I 500 DIPENDENTI DELLA FARNESINA CHE HANNO CHIESTO A TAJANI DI NON ESSERE COMPLICI DEL GENOCIDIO A GAZA
“NON VOGLIAMO CONCORRERE A GRAVI VIOLAZIONI DEL DIRITTO INTERNAZIONALE UMANITARIO”
Oltre cinquecento dipendenti del ministero degli Esteri – e i numeri da quanto risulta a Fanpage.it, sono in continua crescita – hanno firmato una lettera privata indirizzata al ministro Antonio Tajani. Il testo è scritto in modo formale, ma il contenuto è molto forte: si chiede al ministro, e quindi al governo, di cambiare linea sulla Striscia di Gaza per evitare di essere “complici” di “violazioni gravi del diritto internazionale” e del “genocidio in atto”. Le richieste sono precise, dettagliate e numerose. I firmatari hanno confermato a Fanpage.it che “la lettera esprime il profondo disagio delle dipendenti e dei dipendenti firmatari di fronte ai tragici eventi in corso a Gaza e in Palestina”.
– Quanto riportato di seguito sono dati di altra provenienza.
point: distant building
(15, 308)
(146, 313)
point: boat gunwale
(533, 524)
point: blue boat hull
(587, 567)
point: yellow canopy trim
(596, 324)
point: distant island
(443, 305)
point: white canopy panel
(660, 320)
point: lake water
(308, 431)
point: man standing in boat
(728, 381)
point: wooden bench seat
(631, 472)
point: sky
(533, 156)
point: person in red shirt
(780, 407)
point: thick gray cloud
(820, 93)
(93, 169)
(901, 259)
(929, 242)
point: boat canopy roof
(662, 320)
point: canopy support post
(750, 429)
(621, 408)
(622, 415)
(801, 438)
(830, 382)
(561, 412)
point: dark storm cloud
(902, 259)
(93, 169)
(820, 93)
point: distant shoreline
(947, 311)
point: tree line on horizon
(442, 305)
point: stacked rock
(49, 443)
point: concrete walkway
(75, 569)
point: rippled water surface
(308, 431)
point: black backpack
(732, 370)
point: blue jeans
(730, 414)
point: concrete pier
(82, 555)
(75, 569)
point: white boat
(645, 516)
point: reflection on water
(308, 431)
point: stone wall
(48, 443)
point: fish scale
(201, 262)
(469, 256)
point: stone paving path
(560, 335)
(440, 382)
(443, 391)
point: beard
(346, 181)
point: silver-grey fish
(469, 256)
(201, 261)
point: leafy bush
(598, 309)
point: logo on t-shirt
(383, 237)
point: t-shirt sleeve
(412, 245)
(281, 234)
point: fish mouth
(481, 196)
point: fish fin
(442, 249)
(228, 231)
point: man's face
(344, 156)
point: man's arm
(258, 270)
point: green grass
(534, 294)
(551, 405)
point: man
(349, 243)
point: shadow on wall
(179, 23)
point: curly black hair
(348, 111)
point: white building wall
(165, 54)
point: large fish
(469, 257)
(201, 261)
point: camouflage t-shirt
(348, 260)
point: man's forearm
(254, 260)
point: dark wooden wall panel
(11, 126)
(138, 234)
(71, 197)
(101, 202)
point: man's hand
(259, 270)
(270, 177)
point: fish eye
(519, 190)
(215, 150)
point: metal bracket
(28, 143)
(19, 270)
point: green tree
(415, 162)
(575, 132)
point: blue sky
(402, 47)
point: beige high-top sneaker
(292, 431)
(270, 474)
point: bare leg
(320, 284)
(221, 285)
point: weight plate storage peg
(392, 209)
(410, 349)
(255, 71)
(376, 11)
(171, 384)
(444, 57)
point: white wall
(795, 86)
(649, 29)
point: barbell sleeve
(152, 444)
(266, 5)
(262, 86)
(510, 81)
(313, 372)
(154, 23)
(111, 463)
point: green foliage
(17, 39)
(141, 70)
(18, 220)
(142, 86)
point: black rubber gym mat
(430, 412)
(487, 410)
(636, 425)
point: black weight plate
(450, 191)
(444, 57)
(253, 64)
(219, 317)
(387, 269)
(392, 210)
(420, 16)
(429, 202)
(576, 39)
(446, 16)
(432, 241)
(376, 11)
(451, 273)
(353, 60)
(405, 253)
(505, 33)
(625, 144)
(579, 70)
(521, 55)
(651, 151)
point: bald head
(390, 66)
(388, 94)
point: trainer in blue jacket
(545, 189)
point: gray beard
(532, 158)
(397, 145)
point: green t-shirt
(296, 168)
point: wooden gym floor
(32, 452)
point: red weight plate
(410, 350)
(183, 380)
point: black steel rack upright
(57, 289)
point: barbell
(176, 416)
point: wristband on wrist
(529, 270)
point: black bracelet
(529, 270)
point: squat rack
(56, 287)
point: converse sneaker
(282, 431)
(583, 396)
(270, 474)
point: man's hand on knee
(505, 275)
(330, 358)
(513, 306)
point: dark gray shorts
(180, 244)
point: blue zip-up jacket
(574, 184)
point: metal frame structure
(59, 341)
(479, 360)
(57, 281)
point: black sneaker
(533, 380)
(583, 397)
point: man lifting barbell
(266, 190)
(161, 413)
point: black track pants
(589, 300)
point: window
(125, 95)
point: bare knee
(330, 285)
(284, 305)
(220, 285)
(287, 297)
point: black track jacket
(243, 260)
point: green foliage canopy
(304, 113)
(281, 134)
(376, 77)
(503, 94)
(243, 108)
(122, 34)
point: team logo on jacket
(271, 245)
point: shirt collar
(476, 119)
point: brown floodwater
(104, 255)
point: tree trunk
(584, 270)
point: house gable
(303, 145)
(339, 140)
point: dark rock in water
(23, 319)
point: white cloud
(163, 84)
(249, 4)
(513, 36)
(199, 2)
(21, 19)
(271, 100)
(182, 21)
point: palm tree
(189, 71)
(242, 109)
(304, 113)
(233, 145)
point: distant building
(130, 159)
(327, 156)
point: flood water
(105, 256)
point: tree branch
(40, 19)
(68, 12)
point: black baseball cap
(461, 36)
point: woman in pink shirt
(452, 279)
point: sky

Un’iniziativa simile non ha precedenti: in estate circa quaranta ex ambasciatori avevano scritto al governo sullo stesso tema, ma qui si parla di personale attivamente in servizio. Nel testo della lettera, che non è stato reso pubblico ufficialmente ma è comunque circolato tramite varie fonti di stampa, si legge che i lavoratori e le lavoratrici sono appunto a “disagio” nel dover “assicurare, anche indirettamente, compiti e funzioni collegati ad attività cui partecipino autorità o entità israeliane direttamente coinvolte nello sterminio della popolazione civile palestinese”.
Compiti che rischiano di portare a “una forma di concorso o avallo, e dunque di complicità, al massacro in corso”. La linea politica del ministero deve cambiare per “consentire all’amministrazione e ai suoi dipendenti di operare in piena
coerenza con la Costituzione, con gli impegni internazionali assunti dallo Stato e con l’etica del servizio pubblico”.
Il documento ricorda che una commissione d’inchiesta indipendente dell’Onu ha già accusato il governo israeliano di genocidio, e fa delle richieste specifiche. Innanzitutto, spingere per la sospensione dell’Accordo di associazione tra Israele e Unione europea e riconoscere lo Stato di Palestina. Poi, fermare la vendita di armi e ogni forma di cooperazione militare con Israele, incluso il transito di armamenti diretti a Tel Aviv nei porti italiani. E ancora, sanzionare i vertici del governo Netanyahu e dell’Idf, aumentare gli aiuti umanitari, tutelare la relatrice Onu Francesca Albanese e la Global Sumud Flotilla, escludere Israele dagli eventi sportivi e culturali internazionali come avvenuto con la Russia, e altro ancora.
Non basta, dicono i dipendenti, prendere posizione a parole: “L’inerzia o la mera retorica ci espone al rischio di complicità rispetto a violazioni gravi del diritto internazionale e al genocidio in atto”. E anche se ci sono state “iniziative volte a portare sollievo alla popolazione di Gaza, come le evacuazioni messe in campo dall’Unità di Crisi e l’operazione Food for Gaza”, se l’Italia vuole mantenere la sua “credibilità internazionale” serve una “presa di posizione chiara e conseguente”.
Il nostro Paese non può più “mantenere un atteggiamento attendista senza compromettere la coerenza della propria azione esterna con il diritto internazionale e i principi della nostra Costituzione”. I firmatari si mettono a disposizione per un incontro di confronto. E poi la conclusione netta: “Come
dipendenti del ministero degli Affari esteri e della Cooperazione internazionale e cittadini e cittadine della Repubblica italiana le chiediamo urgentemente di non renderci complici”.